Gore and tipping points
I missed him last Saturday night but sure didn’t Sunday morning when I found my e-mail in-box stuffed with video forwards and transcripts from former Vice President Al Gore’s surprise appearance on Saturday Night Live.
He performed as “President Gore” and spoke from a parallel universe in which he was actually elected president in 2000 instead of that other fellow. With great authority, he described his reign as 43rd president. He mentioned global warming (it had been stopped), gas prices (about 19 cents a gallon), the national budget surplus ($11 trillion) and the chief justice of the Supreme Court (George Clooney). “Right now in the second week of May 2006, we are facing perhaps the worst gas crisis in history,” he deadpanned. “We have way too much gasoline!” Et cetera.
The stunt was funny, yeah, but kinda bittersweet, too. Mostly, it was meant to further hype An Inconvenient Truth, the new documentary on Gore and global warming. Made by Davis Guggenheim, the film is an effort, in Gore’s words, “to move the United States past a tipping point on climate change.”
When regular SN&R contributor Ralph Brave mentioned he was set to be included in a small group interview with Gore in Washington, D.C., I said, “Yeah, we’re interested.” It’s true that the former VP was already getting plenty of coverage in all kinds of media because of the film.
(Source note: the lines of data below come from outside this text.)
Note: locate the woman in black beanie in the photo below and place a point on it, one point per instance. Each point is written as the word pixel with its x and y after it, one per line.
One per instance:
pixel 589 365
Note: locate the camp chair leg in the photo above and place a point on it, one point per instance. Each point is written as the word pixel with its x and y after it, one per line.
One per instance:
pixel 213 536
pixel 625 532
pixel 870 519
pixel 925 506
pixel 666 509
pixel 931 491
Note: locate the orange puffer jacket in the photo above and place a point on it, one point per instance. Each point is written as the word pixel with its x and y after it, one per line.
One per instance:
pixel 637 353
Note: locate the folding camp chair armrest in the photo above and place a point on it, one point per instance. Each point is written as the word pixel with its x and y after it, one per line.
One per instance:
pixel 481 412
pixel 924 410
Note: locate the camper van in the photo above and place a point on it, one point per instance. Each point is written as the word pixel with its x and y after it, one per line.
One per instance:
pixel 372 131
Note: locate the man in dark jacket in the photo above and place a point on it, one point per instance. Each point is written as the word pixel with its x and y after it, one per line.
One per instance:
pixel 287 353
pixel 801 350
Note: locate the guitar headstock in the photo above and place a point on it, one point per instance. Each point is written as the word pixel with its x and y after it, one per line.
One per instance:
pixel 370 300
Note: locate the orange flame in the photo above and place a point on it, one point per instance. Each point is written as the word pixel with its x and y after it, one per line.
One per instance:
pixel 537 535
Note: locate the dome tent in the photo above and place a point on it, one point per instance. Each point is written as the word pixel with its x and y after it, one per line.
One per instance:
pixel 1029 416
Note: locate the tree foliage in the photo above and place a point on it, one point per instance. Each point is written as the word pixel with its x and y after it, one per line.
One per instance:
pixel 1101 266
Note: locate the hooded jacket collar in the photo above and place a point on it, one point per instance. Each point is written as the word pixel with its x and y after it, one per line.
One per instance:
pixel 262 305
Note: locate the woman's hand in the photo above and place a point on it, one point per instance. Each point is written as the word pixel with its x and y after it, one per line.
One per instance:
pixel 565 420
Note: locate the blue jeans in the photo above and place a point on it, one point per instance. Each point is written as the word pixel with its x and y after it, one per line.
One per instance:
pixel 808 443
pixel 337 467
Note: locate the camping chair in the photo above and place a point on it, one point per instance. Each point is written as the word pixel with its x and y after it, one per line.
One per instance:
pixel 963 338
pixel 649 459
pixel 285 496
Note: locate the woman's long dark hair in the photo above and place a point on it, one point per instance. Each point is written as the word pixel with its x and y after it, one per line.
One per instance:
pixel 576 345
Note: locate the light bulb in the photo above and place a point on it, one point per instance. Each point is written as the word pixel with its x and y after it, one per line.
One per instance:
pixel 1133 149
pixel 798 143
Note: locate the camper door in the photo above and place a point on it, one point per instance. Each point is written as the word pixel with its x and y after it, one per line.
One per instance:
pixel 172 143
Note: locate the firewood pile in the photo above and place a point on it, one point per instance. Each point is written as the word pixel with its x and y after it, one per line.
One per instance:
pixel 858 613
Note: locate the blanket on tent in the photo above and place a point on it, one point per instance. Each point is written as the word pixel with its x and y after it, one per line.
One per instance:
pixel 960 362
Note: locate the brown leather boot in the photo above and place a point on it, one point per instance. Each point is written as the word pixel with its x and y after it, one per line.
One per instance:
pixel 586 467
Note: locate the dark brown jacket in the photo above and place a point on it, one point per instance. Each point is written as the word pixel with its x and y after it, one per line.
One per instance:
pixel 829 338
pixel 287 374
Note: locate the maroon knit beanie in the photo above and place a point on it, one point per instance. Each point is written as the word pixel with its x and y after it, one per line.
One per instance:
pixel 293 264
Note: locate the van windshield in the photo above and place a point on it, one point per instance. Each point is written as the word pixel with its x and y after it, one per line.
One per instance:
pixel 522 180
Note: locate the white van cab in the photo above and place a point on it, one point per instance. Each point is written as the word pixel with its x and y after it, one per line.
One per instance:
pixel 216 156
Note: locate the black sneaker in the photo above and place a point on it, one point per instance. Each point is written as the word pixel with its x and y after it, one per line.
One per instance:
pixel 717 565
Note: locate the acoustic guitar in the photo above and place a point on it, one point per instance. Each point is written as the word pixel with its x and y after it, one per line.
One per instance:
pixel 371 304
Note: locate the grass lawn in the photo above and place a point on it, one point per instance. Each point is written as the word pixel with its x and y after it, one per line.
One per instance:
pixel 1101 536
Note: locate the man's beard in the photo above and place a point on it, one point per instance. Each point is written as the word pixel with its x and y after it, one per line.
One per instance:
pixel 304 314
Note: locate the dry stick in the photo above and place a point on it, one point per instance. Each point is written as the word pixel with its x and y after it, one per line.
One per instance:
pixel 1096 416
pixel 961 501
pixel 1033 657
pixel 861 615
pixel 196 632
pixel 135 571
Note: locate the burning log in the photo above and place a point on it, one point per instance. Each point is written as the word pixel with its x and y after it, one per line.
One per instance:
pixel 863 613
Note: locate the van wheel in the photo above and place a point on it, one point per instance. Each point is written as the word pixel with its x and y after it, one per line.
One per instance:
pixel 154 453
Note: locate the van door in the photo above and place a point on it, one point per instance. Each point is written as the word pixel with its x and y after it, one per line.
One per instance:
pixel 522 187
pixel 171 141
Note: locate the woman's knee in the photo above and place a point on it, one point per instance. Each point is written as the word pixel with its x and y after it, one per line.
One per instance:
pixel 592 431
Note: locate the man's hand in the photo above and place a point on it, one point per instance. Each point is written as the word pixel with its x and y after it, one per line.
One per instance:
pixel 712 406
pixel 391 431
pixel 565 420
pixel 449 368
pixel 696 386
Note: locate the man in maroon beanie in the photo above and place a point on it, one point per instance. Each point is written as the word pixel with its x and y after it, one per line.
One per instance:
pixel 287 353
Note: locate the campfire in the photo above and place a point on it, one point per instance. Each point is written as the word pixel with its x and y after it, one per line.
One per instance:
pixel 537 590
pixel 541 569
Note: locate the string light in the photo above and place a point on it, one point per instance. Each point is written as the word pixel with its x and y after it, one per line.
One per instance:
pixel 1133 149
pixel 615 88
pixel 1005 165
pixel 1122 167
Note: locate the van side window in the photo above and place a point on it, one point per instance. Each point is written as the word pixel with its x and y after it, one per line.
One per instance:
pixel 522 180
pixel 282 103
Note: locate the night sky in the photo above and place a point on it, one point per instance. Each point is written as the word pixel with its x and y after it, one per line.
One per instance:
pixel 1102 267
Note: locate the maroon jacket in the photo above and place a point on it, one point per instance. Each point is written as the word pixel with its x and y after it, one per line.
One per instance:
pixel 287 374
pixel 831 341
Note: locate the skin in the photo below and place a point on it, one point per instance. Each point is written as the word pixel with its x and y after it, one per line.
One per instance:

But we couldn’t pass up our chance anyway.
Asked why America has done so little about climate change, Gore told Brave, “I think that there has been a determined strategy on the part of a well-financed group of companies and lobbyists that spend full time trying to confuse the American people about the truth concerning global warming. That’s not a conspiracy theory. It has been elaborately documented.”
And guess what? Not surprisingly, it’s those same companies who—bolstered by the Bush administration—are ultimately running the country today. The former VP’s comment sent me back to that foreboding feeling that settled after the 2000 election. And though Gore told Brave he wouldn’t be running for president in 2008, count me among those who hope he’ll hit a tipping point and change his mind.